In 2009, California declared Harvey Milk Day a state holiday on the slain civil rights leader’s birthday, May 22nd, despite vitriolic protests from the Religious Right. Now, Jerry Cox of the Arkansas Family Council and the Family Council Action Committee is warning that by honoring Milk, children will be forced to cross-dress and have mock gay weddings, telling the American Family Association’s OneNewsNow that schools should instead spend more time honoring the Founding Fathers who “exemplified all the good in mankind in their life”:
Jerry Cox, president of the Family Council Action Committee in Little Rock, sees a double standard in public schools, as officials refuse to honor Christian leaders.

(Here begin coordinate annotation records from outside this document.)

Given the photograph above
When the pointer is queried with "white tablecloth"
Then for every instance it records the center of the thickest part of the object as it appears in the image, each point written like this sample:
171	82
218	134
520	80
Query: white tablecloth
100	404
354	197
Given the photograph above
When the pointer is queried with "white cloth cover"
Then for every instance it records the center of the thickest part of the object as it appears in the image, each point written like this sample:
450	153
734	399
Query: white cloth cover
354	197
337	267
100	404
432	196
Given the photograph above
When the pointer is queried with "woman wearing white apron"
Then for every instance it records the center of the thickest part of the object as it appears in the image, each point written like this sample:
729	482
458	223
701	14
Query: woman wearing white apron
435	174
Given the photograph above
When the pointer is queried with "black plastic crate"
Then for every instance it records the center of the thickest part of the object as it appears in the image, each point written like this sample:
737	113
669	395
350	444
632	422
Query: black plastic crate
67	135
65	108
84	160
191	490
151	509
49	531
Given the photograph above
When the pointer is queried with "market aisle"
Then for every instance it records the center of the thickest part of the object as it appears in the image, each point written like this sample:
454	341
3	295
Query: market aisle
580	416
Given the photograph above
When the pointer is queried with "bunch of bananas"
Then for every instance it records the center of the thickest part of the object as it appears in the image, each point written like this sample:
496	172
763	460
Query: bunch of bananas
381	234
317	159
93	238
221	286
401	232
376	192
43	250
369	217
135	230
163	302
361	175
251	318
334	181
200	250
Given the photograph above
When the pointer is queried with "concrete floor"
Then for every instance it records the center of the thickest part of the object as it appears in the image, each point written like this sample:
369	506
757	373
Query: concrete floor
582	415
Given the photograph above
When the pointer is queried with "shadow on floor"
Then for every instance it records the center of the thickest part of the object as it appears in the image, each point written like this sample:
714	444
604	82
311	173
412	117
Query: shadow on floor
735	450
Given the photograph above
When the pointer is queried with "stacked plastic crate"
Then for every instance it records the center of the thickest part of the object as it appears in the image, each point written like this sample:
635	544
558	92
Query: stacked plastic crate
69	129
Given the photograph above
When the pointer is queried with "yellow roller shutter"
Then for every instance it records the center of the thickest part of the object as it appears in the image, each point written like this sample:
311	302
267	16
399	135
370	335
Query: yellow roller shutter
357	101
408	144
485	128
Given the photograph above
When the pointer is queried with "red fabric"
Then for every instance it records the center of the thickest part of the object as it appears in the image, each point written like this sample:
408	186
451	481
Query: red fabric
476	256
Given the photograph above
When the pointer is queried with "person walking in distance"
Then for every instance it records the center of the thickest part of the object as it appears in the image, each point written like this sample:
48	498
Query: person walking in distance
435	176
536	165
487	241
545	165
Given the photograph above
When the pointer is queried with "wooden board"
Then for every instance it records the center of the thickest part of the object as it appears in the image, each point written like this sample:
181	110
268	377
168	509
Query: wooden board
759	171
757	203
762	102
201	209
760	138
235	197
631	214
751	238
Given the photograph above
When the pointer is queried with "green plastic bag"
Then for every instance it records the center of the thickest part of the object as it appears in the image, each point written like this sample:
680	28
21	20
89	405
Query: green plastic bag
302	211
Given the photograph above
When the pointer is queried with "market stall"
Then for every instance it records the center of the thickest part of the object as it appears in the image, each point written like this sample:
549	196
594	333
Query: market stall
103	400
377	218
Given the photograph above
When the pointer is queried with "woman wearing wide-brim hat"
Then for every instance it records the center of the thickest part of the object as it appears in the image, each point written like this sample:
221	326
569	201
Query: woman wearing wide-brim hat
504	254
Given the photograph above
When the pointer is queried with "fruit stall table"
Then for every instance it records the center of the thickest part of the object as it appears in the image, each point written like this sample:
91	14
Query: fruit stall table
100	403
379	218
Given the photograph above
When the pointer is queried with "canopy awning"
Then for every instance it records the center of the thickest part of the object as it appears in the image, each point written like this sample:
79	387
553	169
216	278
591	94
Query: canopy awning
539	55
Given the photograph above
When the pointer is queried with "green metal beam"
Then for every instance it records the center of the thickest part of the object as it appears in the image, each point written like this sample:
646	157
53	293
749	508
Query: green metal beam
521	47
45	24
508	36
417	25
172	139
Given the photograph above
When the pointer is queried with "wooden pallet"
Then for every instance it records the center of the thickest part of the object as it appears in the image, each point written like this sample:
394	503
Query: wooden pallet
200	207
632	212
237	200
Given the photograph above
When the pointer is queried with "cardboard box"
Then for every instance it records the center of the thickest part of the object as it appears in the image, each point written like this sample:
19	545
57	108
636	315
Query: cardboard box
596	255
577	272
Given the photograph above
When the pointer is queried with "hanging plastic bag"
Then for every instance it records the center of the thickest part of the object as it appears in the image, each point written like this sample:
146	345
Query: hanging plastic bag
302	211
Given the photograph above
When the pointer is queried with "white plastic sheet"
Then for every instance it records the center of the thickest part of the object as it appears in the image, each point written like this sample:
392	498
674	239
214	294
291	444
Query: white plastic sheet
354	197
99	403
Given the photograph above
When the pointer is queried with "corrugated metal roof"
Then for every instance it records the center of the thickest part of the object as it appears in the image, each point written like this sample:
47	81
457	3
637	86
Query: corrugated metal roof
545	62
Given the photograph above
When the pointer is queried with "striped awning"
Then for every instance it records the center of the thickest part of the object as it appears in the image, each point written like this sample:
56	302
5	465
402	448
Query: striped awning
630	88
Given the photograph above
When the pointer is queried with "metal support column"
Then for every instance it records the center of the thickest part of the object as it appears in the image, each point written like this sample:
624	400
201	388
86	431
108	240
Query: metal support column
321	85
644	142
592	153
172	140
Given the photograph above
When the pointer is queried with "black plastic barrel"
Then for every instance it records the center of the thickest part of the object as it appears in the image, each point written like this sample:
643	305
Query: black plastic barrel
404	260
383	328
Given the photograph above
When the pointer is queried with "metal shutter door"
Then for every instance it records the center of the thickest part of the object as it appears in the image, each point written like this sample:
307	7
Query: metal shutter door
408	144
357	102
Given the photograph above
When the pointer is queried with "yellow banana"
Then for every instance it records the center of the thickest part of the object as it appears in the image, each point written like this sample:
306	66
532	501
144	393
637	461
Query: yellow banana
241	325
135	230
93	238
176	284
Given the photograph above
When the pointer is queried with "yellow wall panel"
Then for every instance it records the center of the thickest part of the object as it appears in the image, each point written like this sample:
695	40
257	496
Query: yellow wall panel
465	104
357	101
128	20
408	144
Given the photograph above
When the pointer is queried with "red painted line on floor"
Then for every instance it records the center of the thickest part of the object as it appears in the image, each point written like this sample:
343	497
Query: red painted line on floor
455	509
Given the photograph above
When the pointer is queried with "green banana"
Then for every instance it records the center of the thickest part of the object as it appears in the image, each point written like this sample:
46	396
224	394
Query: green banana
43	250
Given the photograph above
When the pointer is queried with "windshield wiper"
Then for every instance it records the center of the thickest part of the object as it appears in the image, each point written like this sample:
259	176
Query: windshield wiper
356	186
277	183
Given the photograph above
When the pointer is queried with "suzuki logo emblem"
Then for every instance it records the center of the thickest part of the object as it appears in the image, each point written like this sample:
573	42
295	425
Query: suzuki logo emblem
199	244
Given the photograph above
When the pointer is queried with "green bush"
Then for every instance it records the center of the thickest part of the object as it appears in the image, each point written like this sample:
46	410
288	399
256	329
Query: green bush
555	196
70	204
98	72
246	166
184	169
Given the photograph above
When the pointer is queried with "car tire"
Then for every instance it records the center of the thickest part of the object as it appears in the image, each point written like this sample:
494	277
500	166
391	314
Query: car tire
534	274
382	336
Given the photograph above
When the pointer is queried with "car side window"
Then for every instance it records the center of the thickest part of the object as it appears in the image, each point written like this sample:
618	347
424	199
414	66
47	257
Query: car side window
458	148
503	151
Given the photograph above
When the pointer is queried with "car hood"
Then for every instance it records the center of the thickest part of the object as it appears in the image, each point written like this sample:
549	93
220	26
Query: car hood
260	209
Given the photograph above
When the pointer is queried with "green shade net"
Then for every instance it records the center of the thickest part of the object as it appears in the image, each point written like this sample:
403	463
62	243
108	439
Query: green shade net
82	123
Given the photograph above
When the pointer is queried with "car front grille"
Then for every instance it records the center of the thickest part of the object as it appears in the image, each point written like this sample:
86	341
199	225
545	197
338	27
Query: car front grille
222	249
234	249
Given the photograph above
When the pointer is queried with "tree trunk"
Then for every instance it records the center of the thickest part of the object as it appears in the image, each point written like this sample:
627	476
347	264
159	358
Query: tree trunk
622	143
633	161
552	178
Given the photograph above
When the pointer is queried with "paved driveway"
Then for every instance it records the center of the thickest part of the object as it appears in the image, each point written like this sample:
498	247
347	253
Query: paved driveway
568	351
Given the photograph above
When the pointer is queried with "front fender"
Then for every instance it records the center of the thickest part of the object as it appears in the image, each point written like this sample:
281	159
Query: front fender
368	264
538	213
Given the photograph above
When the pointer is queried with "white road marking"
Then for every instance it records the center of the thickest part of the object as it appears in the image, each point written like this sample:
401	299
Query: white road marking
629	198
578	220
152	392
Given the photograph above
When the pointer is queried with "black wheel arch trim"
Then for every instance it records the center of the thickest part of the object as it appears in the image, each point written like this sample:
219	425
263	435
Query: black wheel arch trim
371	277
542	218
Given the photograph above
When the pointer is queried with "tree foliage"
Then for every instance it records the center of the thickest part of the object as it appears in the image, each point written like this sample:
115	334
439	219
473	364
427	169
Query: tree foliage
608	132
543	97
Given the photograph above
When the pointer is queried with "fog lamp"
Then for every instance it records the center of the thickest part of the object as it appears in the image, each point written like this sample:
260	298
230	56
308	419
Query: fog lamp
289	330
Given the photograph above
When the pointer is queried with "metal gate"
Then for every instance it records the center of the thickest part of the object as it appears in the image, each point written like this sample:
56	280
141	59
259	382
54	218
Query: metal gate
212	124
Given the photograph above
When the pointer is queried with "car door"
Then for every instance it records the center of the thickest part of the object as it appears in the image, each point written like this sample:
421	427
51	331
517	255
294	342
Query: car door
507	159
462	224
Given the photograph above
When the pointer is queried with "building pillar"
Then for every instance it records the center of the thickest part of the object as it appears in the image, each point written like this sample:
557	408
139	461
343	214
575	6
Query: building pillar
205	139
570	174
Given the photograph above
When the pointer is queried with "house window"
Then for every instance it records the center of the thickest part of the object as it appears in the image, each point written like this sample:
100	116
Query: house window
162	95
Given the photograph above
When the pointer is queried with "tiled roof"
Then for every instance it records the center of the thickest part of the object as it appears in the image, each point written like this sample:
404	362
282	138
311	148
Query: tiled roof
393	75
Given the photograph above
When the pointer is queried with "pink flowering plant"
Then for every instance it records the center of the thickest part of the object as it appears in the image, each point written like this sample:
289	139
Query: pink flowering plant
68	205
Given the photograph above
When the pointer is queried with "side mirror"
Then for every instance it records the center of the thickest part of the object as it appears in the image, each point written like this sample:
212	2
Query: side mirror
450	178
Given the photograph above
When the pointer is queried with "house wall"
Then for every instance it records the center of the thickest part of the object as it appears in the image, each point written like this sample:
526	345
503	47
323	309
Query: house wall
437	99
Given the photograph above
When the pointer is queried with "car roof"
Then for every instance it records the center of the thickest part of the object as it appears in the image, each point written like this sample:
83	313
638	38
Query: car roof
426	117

"On the other hand, if a person has left-leaning philosophies, a left-leaning theology, a left-leaning view of the world, then it seems that it's always in vogue to honor those people and to have a special holiday for them," Cox notes.
Children will be required to participate in exercises that honor Milk, which could include mock homosexual "weddings" and cross-dressing contests, as well as writing or reading activities. The pro-family leader decides that public schools are failing to promote good role models for students.
"What we ought to be doing is holding up the lives of people that were truly great, people like the Founding Fathers -- the ones who have exemplified all the good in mankind in their life," Cox contends.
Cox isn’t alone in claiming that a Harvey Milk Day would include mandatory cross-dressing, as Save California’s Randy Thomasson argued in 2009:
"The bill -- which will honor a sexual predator, a polygamous relationship advocate, and a public liar -- and extend a homosexual, bisexual, transsexual agenda as a role model to children to aspire to is going to the governor after a short stop on the [California] Senate floor," Thomasson explains.
If the bill is signed, Thomasson believes public schools and colleges would be pressured to honor Milk.
"It could mean gay-pride parades on campus, mock gay weddings, and cross-dressing exercises because these are all things that Harvey Milk believed in," he adds. "And to remember his life and values is to go with his sordid history, both publicly and privately, that are detailed in his biography."